The error margin is too big. Let's also try by evaluating using cross validation

In [None]:
from sklearn.model_selection import cross_val_score

In [None]:
scores=cross_val_score(lin_reg,housing_prepared,housing_label,scoring='neg_mean_squared_error',cv=10)

In [None]:
def display_score(scores):
    scores=np.sqrt(-scores)
    print("Scores:", scores)
    print('\n')
    print("The average score is",np.mean(scores))
    print('\n')
    print("Standard deviation:", scores.std())

In [None]:
display_score(scores)

In [None]:
#let's try a slightly advance algorithm like descision tree
from sklearn.tree import DecisionTreeRegressor

In [None]:
tree_reg=DecisionTreeRegressor()

In [None]:
tree_reg.fit(housing_prepared,housing_label)

In [None]:
y_pred=tree_reg.predict(housing_prepared)

In [None]:
np.sqrt(mean_squared_error(housing_label,y_pred))

This shows the decision tree has badly overfit.
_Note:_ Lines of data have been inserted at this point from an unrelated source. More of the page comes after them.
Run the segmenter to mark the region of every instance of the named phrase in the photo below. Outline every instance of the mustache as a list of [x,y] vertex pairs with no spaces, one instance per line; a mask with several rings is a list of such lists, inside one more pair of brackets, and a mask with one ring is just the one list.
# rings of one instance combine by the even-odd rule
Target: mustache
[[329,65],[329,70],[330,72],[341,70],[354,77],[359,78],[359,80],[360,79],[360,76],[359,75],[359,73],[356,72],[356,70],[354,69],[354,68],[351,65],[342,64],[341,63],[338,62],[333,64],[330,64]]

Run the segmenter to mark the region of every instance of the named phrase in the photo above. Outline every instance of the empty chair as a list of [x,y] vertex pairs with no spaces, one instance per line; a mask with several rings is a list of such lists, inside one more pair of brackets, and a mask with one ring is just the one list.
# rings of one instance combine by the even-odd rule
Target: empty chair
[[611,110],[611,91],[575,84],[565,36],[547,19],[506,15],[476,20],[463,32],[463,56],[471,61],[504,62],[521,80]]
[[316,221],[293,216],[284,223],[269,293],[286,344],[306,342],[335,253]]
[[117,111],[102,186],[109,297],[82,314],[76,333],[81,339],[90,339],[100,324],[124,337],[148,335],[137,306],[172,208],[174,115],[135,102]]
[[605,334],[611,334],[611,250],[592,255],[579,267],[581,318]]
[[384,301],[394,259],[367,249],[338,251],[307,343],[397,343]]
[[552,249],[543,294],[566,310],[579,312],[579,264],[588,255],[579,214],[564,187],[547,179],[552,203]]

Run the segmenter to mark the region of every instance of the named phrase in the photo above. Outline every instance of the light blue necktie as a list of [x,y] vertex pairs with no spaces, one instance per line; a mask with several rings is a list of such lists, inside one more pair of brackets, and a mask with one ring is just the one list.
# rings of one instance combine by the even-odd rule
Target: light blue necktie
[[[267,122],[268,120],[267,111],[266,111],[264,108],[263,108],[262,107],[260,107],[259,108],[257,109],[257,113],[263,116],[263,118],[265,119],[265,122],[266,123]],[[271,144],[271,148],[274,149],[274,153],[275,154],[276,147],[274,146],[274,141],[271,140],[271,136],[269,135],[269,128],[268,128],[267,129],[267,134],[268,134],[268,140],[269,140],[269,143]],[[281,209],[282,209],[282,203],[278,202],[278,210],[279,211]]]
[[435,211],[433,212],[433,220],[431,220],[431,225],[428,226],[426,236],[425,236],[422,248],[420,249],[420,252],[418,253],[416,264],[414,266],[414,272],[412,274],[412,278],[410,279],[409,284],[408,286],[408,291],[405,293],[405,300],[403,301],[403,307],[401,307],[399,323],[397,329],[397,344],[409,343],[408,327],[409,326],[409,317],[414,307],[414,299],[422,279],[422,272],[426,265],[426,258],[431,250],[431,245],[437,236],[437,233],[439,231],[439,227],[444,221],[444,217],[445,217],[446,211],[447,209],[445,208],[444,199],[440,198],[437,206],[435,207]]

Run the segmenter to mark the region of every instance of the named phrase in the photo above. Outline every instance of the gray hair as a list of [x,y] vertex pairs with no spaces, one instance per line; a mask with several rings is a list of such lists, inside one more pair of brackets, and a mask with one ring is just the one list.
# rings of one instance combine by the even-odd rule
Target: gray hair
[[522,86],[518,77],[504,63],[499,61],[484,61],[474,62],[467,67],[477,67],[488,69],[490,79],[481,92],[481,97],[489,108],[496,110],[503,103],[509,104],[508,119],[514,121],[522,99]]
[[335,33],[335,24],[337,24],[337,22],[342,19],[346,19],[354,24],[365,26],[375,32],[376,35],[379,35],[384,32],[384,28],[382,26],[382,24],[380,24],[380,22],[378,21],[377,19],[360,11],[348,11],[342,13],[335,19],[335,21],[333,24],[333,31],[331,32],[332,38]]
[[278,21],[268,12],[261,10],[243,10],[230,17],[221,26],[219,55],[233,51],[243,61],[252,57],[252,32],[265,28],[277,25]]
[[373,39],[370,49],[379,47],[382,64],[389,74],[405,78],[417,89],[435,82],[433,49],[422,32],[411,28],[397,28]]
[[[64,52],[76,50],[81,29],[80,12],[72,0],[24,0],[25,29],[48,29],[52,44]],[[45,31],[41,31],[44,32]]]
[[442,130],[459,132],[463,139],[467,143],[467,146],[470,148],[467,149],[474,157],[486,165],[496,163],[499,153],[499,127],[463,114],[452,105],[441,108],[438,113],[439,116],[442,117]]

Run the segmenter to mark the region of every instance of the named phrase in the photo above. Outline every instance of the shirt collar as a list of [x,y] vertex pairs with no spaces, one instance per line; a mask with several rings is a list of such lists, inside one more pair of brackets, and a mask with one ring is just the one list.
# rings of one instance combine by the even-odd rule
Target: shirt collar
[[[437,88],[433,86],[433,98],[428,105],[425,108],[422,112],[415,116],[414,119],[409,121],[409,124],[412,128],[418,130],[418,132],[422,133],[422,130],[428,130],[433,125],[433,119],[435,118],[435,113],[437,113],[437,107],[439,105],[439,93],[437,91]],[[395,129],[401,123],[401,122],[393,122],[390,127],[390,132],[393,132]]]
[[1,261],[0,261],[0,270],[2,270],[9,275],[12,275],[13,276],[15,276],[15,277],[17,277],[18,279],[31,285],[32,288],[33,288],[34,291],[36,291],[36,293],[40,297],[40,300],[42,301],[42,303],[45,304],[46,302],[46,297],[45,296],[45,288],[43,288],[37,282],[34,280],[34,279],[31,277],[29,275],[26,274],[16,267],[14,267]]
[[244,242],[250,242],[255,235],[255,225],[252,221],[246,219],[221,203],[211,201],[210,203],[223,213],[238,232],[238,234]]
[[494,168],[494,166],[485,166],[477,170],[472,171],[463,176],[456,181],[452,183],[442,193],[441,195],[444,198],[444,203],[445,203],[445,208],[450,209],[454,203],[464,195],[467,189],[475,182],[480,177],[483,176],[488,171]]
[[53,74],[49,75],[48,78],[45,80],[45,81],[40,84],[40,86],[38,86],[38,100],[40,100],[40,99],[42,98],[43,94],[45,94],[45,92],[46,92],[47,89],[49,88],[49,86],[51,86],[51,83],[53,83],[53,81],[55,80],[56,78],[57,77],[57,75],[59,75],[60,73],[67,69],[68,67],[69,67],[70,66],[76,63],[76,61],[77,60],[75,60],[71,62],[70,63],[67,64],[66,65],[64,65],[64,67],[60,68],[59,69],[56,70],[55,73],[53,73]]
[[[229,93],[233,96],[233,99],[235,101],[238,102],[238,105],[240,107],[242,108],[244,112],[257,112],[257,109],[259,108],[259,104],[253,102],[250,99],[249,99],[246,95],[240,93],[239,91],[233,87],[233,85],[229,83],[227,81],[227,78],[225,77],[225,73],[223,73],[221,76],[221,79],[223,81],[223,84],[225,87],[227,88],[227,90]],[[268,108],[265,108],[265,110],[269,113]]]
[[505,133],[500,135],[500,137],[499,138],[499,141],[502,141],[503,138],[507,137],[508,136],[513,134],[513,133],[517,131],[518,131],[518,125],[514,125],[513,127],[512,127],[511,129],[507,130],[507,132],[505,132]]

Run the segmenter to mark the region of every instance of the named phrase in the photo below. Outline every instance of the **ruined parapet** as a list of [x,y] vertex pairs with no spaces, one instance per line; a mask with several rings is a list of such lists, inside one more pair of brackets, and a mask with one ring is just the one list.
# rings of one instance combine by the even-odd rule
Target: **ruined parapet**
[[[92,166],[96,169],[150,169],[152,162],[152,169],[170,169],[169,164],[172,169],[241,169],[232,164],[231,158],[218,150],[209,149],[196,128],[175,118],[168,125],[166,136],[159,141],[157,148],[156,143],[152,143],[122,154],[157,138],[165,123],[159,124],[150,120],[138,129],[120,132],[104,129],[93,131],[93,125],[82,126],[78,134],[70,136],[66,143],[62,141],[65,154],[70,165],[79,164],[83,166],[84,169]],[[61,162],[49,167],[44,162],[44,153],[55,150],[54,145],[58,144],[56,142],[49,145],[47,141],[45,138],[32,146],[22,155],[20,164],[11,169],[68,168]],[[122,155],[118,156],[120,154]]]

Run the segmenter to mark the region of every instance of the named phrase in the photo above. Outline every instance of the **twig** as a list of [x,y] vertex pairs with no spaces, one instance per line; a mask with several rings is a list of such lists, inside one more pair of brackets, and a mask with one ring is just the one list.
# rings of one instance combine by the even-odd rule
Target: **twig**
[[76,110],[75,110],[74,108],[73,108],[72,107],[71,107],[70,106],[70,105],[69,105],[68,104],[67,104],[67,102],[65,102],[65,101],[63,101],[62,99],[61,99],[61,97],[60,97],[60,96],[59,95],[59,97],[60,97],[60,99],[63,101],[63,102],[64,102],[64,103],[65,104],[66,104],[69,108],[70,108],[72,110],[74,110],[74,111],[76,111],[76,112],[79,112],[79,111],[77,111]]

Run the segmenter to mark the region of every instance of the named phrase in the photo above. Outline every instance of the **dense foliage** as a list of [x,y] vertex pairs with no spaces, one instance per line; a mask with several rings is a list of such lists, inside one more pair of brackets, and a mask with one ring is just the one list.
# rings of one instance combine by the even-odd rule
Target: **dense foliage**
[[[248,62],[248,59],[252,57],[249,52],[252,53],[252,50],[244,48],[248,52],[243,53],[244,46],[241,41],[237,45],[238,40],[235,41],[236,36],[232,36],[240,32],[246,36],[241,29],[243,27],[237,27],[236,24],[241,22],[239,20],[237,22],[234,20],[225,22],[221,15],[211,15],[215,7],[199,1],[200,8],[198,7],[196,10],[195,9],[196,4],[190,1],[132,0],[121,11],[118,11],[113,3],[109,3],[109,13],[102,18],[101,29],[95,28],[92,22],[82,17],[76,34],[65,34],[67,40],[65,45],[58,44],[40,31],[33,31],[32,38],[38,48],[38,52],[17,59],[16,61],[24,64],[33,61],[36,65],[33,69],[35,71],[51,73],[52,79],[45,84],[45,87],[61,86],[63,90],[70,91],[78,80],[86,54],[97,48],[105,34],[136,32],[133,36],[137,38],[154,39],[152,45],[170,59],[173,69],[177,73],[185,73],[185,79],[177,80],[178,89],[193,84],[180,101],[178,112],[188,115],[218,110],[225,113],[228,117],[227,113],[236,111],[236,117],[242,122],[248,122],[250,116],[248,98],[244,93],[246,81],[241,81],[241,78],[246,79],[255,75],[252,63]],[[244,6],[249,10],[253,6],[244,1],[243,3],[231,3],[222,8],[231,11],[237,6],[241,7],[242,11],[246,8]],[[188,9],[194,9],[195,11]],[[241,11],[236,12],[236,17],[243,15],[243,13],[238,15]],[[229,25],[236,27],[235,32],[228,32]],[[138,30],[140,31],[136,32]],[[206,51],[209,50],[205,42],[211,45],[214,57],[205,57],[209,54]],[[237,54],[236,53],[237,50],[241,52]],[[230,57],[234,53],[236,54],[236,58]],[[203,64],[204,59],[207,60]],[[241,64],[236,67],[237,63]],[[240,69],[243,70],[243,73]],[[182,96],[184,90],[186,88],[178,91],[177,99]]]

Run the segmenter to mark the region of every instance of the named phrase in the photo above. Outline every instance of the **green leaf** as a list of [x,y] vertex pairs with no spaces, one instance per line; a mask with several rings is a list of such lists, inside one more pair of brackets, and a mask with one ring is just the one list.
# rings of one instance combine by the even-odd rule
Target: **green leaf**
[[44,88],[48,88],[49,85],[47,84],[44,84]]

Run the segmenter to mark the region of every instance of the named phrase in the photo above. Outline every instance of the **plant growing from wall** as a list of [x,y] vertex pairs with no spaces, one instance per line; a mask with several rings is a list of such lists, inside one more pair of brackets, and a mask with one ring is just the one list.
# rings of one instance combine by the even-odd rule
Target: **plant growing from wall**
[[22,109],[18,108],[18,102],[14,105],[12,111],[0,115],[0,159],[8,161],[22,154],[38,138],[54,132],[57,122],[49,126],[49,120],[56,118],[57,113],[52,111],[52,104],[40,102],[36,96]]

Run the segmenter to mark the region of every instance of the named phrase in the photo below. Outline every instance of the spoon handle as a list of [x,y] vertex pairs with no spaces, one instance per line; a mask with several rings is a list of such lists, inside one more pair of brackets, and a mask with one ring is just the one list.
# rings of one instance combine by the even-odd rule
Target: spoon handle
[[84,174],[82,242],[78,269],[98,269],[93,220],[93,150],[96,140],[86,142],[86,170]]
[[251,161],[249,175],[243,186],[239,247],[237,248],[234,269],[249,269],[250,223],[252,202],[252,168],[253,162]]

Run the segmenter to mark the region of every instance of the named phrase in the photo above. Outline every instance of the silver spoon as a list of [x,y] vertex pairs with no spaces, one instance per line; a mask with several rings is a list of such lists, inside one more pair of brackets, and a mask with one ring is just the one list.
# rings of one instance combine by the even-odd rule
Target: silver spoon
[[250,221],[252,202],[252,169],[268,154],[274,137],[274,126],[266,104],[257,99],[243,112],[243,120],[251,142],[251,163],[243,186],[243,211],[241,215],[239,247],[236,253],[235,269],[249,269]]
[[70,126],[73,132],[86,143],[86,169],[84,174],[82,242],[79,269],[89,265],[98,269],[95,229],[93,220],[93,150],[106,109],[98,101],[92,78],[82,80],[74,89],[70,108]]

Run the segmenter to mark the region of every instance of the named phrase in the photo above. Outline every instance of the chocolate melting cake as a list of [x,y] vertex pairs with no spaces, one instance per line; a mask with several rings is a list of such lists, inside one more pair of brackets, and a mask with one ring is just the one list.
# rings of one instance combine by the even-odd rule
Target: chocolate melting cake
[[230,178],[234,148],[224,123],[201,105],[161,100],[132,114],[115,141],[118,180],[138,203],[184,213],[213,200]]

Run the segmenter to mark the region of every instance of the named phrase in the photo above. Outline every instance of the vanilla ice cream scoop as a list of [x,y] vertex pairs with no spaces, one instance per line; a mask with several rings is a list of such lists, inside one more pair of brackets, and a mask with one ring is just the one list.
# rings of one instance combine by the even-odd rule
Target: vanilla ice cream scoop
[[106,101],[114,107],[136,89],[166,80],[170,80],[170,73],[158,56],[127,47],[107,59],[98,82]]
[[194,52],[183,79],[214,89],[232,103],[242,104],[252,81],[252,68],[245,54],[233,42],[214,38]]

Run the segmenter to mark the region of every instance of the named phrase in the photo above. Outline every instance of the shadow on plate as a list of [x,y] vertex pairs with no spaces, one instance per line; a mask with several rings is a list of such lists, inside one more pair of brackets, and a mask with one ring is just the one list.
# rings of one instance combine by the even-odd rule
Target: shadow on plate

Let's also check cross_val_score

In [None]:
scores=cross_val_score(tree_reg,housing_prepared,housing_label,cv=10,scoring='neg_mean_squared_error')

In [None]:
display_score(scores)

It performed slightly better than the linear regression.

Let's check using random forest.

In [None]:
from sklearn.ensemble import RandomForestRegressor

In [None]:
forest_reg=RandomForestRegressor(n_estimators=100)

In [None]:
scores=cross_val_score(forest_reg,housing_prepared,housing_label,cv=10,scoring='neg_mean_squared_error')

In [None]:
display_score(scores)

It performed significantly better let's try to fine tune model more so that we can attain more good score.

In [None]:
from sklearn.model_selection import GridSearchCV

In [None]:
param_grid = [
{'n_estimators': [3, 10, 30,50,100], 'max_features': [2, 4, 6, 8,12]},
{'bootstrap': [False], 'n_estimators': [3, 10], 'max_features': [2, 3, 4]},
]
forest_reg=RandomForestRegressor()
grid_search=GridSearchCV(forest_reg,param_grid=param_grid,scoring='neg_mean_squared_error',return_train_score=True,cv=5)

In [None]:
grid_search.fit(housing_prepared,housing_label)

In [None]:
grid_search.best_params_

In [None]:
import joblib 
joblib.dump(grid_search,'grid_search.pkl')

In [None]:
grid_search.best_params_

In [None]:
# let's check how was the performance of each of the hyperparameter
cvres = grid_search.cv_results_
for mean_score, params in zip(cvres["mean_test_score"], cvres["params"]):
    print(np.sqrt(-mean_score), params)

In [None]:
#as for now we are going to train the data on both the simplified version and the grid search one
forest_reg=RandomForestRegressor(n_estimators=100)
forest_reg.fit(housing_prepared,housing_label)

# Evaluation on Test set

In [None]:
test_prepared=full_pipeline.transform(X_test)

In [None]:
y_pred_forest=forest_reg.predict(test_prepared)

In [None]:
np.sqrt(mean_squared_error(y_test,y_pred_forest))

In [None]:
y_pred_gscv=grid_search.predict(test_prepared)

In [None]:
np.sqrt(mean_squared_error(y_test,y_pred_gscv))

We are going to keep the normal model as it performed better on the test data.